Other changes include expanding the number of hospitals allowed carry out terminations.

It will also broaden the category of psychiatrist allowed decide whether a pregnant woman's life is at risk from suicide.

Tánaiste Eamon Gilmore welcomed the Bill’s publication saying, "if this Bill is passed, every one of the tens of thousands of pregnant women who are admitted to hospital every year will know that any action which may be needed to save her life in an emergency will be taken.

"If this Bill is passed there will be no need for worry, no reason for doubt on the part of the woman, her family or the medical professionals concerned," he said.

Minister for Health James Reilly briefed the Fine Gael parliamentary party at Leinster House.

Party chairman Charlie Flanagan said the meeting was calm and constructive.

He said the minister went into some detail about the contents of the legislation.

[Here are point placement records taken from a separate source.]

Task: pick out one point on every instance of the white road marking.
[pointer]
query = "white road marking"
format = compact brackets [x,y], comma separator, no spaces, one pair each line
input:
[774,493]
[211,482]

He said concerns were expressed, some of which were addressed and a number of members do have difficulties with what is proposed.

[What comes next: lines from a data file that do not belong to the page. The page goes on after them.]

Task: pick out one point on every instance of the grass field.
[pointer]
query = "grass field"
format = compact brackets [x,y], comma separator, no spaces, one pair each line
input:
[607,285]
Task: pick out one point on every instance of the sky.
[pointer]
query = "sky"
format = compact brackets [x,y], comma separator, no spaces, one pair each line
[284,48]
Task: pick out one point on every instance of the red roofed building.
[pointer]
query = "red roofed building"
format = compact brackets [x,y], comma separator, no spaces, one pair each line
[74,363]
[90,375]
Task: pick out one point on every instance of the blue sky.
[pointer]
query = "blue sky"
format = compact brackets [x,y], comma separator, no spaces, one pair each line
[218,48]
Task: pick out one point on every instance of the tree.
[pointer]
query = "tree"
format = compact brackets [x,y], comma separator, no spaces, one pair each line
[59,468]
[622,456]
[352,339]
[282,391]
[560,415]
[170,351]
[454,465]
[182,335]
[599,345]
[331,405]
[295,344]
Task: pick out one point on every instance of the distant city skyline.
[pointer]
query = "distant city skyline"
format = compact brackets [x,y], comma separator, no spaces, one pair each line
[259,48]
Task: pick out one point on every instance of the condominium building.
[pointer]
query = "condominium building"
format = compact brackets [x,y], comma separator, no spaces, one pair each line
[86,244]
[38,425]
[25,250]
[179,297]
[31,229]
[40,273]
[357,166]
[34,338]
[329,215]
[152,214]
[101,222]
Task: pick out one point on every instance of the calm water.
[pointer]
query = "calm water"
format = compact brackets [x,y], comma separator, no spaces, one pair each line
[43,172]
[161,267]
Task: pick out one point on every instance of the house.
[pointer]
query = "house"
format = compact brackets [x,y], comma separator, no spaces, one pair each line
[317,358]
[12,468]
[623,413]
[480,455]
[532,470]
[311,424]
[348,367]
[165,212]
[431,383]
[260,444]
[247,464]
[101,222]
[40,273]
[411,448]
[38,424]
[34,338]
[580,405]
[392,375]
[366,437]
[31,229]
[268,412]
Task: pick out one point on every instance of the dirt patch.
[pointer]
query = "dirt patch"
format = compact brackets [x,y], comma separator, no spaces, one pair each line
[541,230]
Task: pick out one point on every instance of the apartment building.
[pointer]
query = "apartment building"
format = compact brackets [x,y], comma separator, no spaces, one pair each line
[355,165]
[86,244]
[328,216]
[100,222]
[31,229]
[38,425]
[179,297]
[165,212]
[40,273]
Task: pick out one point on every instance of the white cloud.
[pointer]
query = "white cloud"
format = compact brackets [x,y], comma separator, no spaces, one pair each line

Mr Flanagan said the Bill will be introduced to the House next Thursday.

TDs and Senators said they received assurances about the possibility of regular Oireachtas scrutiny of the workings of the Act.

One TD said Mr Reilly answered all the questions put to him and was very assured.

There will be no guillotine used and a period for reflection will be allowed before committee stage.

The Bill will be back to the Dail on 11 July and extra sitting days will be allowed if necessary.

There will be no "sunset clause", as sought by some Fine Gael backbenchers, under which the legislation would lapse by a certain date unless renewed.

One doctor will be required to certify that a termination is justified in the case of medical emergencies.

Two doctors will have to certify where there is a physical threat to the life of the mother, and three in cases of suicidal ideation.

Those three doctors will include the woman's obstetrician and two psychiatrists, including one specialist with experience of dealing with the mental health of pregnant women.

Ipsos/MRBI poll shows majority in favour of legislation

An opinion poll to be published tomorrow shows that three quarters of voters approve of the Government legislation.

However, the Ipsos/MRBI poll for the Irish Times found a smaller proportion - 52% in favour of allowing abortion in cases of threatened suicide.

1,000 voters were polled on Monday and Tuesday.

Asked if they approved of the Heads of the Bill published by the Government, allowing for abortion where a woman's life is at risk, an overwhelming majority, 75% said yes, with 11% undecided.

But when asked if they approved of abortion on the grounds of a threat of suicide, one of the provisions of the legislation, only 52% said they did, with 29% opposed and 19% undecided.

There was higher support for abortion in other circumstances; 89% where a woman's life is at risk, 83% where the foetus cannot survive outside the womb, 81% in cases of rape or incest, and 78% where there was a threat to the health of the woman.

But where a woman claims an abortion is in her best interests, just 39% would support an abortion, with 46% opposed.

Taoiseach says legislation provides clarity

Taoiseach Enda Kenny said the Cabinet discussions had been constructive and coherent.

He earlier defended the legislation and said he is a Taoiseach who happens to be a Catholic, rather than a Catholic Taoiseach.

Speaking in the Dáil, he said the Government will act strictly in accordance with its Constitutional obligations and inside the law.

He said he was providing certainty and clarity and said that the legislation is about saving lives not ending them.

Mr Kenny said he is being branded by some people as a murderer who will have the death of 20 million babies on his soul.

He has received medals, scapulars, plastic foetuses, letters written in blood and telephone calls, he said.

The Taoiseach was speaking in response to independent TD Mattie McGrath, who said the Government is proposing abortion legislation that will fundamentally change the law.